"On-line Active Learning: A New Paradigm to Improve Practical Useability of Data Stream Modeling Methods"
, in Information Sciences, Vol. on-line and in press, Elsevier, 2017
On-line Active Learning: A New Paradigm to Improve Practical Useability of Data Stream Modeling Methods
Sprache des Titels:
The central purpose of this survey is to provide readers an insight into the recent advances and challenges in on-line active learning. Active learning has attracted the data mining and machine learning community since around 20 years. This is because it served for important purposes to increase practical applicability of machine learning techniques, such as (i) to reduce annotation and measurement costs for operators and measurement equipments, (ii) to reduce manual labelling effort for experts and (iii) to reduce computation time for model training.
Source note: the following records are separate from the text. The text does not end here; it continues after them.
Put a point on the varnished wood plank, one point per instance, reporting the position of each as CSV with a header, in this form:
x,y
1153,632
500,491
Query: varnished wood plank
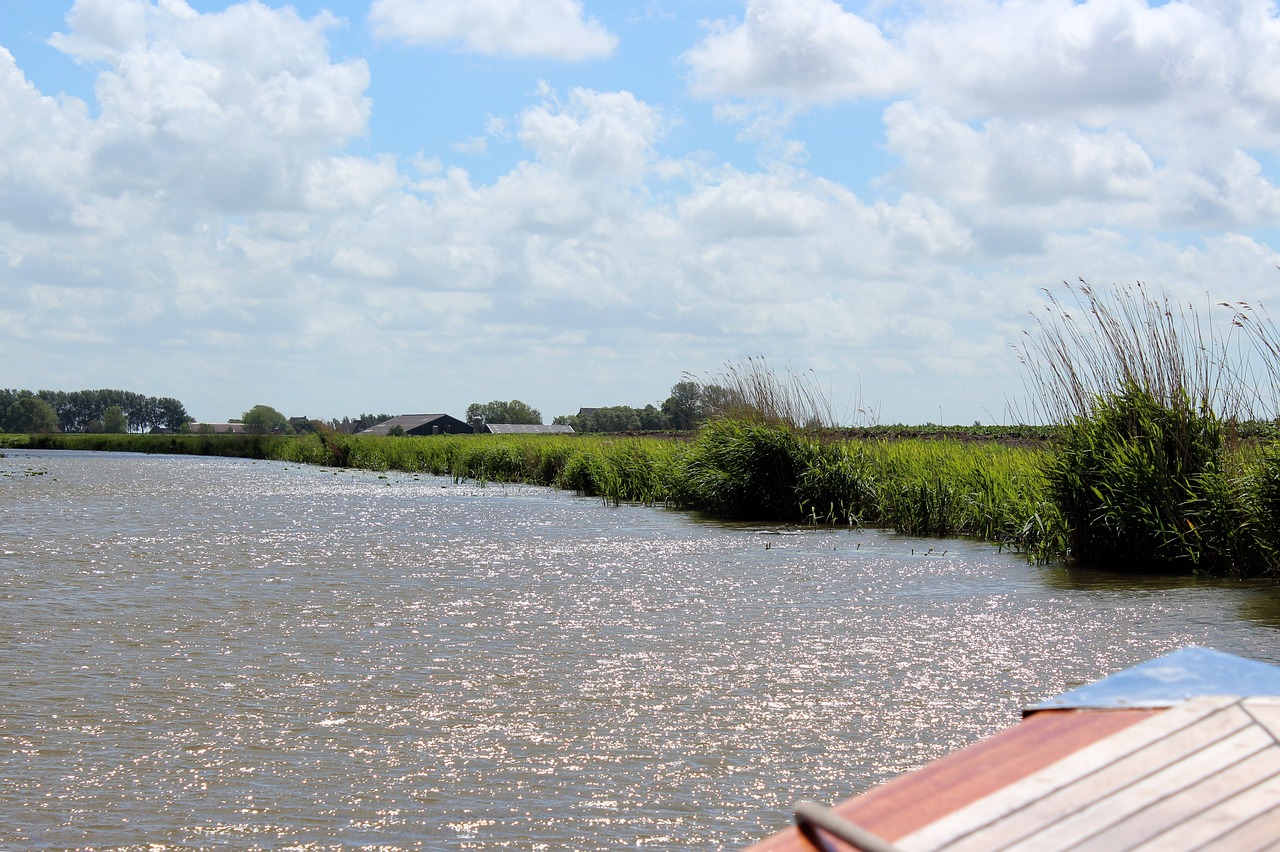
x,y
1064,772
1248,820
1197,814
1266,710
1084,793
917,798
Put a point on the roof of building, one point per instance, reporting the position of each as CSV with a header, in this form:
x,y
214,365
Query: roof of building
x,y
528,429
407,422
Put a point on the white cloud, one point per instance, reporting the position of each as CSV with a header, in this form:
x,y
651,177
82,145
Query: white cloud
x,y
225,109
1031,115
545,28
214,213
595,136
801,50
Almost all of the current techniques focus on the classical pool-based approach. For the on-line, stream mining case, the challenge is that the sample selection strategy has to operate in a fast, ideally single-pass manner. Some first approaches have been proposed during the last decade (starting from around 2005) with the usage of machine learning (ML) oriented incremental classifiers, which are able to update their parameters based on selected samples, but not their structures. Since 2012, on-line active learning concepts have been proposed in connection with the paradigm of evolving models, which are able to expand their knowledge into feature space regions so far unexplored. This opened the possibility to address a particular type of uncertainty, namely that one which stems from a significant novelty content in streams, as, e.g., caused by drifts, new operation modes, changing system behaviors or non-stationary environments. We will provide an overview about the concepts and techniques for sample selection and active learning within these two principal major research lines (incremental ML models versus evolving systems), a comparison of their essential characteristics and properties (raising some advantages and disadvantages), and a study on possible evaluation techniques for them.